The CMTS administrator defines and pushes DHCP and DOCSIS configuration files to appropriate servers such that each CM or CM in an STB on the network, when initialized, can transmit a DHCP request, receive its IP address, obtain its TFTP and TOD server addresses, and download its DOCSIS configuration file (or updated Cisco IOS CM image if using a Cisco uBR924, Cisco uBR910 series DSU, or Cisco uBR904).
DOCSIS 1.0-based CMs cannot connect to the broadband network until the following occurs:
Step 2 The CM obtains upstream parameters and performs ranging.
Step 3 The CM goes through the DHCP server process and establishes IP connectivity, time of day (TOD), and security (optional).
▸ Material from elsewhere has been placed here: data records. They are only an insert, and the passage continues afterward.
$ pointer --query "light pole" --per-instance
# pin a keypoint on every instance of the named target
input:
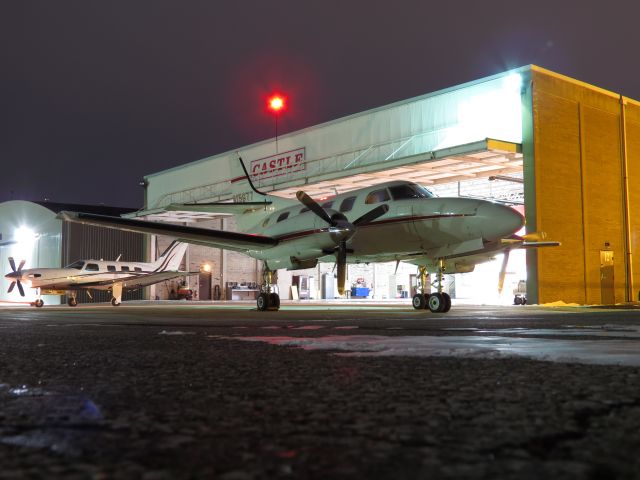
(276, 104)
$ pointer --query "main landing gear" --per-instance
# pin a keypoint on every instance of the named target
(39, 303)
(439, 302)
(268, 300)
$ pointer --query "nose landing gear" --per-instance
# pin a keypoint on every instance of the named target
(438, 302)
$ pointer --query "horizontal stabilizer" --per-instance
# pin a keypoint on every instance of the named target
(240, 242)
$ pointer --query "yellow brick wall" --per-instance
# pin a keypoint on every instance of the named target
(632, 126)
(579, 197)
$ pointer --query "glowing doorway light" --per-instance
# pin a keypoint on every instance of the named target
(512, 82)
(25, 239)
(24, 235)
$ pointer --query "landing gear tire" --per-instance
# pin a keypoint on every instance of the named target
(447, 302)
(437, 303)
(263, 301)
(419, 301)
(274, 301)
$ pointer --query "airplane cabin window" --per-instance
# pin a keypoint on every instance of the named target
(347, 204)
(283, 216)
(407, 191)
(377, 196)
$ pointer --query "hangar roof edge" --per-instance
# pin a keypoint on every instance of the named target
(443, 91)
(56, 207)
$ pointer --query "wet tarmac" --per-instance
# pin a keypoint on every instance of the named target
(318, 391)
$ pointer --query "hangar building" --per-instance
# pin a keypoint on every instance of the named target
(567, 150)
(31, 232)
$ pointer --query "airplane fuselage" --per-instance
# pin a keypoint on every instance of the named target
(413, 227)
(84, 272)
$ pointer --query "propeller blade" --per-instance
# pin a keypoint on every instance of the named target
(341, 263)
(312, 205)
(371, 215)
(503, 270)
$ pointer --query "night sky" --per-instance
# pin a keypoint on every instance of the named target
(95, 94)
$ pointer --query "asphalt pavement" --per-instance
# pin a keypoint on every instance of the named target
(318, 391)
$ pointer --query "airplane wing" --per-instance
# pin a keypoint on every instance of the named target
(239, 242)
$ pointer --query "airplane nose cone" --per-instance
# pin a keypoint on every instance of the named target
(499, 221)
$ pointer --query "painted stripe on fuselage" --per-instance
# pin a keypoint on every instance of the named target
(304, 233)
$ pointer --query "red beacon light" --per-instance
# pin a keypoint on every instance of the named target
(276, 103)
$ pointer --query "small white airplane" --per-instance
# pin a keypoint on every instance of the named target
(113, 276)
(392, 221)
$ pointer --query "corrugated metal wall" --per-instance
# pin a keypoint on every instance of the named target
(88, 242)
(580, 197)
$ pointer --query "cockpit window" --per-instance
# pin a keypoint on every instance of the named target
(377, 196)
(408, 191)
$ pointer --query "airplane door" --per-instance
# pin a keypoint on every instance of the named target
(607, 287)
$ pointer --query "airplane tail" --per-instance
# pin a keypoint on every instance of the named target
(171, 259)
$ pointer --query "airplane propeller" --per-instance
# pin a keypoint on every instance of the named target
(339, 220)
(17, 274)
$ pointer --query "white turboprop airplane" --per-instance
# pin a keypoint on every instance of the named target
(392, 221)
(97, 275)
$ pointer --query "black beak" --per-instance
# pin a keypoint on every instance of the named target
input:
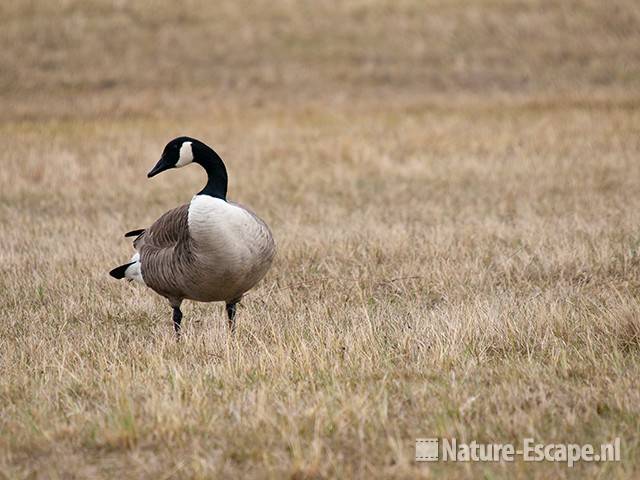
(161, 166)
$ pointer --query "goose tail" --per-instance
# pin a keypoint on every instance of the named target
(121, 271)
(130, 271)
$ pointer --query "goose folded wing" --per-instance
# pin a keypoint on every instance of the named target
(167, 231)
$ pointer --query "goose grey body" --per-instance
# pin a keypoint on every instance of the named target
(207, 250)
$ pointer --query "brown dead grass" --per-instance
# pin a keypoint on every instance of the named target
(454, 187)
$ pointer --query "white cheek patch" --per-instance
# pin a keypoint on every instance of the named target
(186, 155)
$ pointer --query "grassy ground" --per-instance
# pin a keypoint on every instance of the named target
(455, 192)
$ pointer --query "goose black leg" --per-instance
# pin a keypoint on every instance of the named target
(231, 313)
(177, 318)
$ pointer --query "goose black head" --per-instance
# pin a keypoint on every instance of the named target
(182, 151)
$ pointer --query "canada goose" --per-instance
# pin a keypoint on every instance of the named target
(208, 250)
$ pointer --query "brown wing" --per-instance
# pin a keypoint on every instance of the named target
(165, 251)
(165, 232)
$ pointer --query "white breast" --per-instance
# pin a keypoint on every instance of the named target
(220, 227)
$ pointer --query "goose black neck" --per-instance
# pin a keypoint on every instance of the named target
(216, 172)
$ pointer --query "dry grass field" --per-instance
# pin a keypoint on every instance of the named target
(454, 187)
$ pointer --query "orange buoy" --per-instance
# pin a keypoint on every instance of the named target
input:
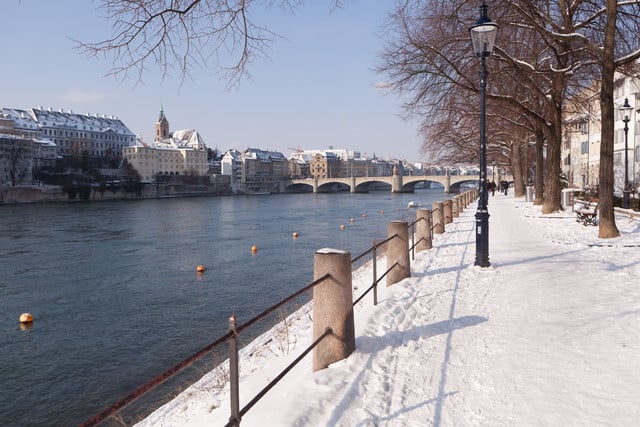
(26, 318)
At this point, the CM cannot determine if it is communicating on the correct channel.
Step 4 The CM receives a DOCSIS configuration file from the Trivial File Transfer Protocol (TFTP) server. One of the parameters in the DOCSIS configuration file tells the CM which channel it can use.
Step 5 The CM registers with the CMTS.
Step 6 If the network supports DOCSIS baseline privacy interface (BPI) or other secure data sets, encryption/decryption processes are initialized.
Step 7 The CM is ready for normal operations. Once initialized and operational, CMs send requests to initiate data transmission to the CMTS.
The CMTS system administrator or customer service representative ensures appropriate databases are updated to activate and support the new subscriber account in the provisioning, billing, or network management systems in use for the network. Each CM or STB serial number and MAC address is typically stored in the billing and administrative system.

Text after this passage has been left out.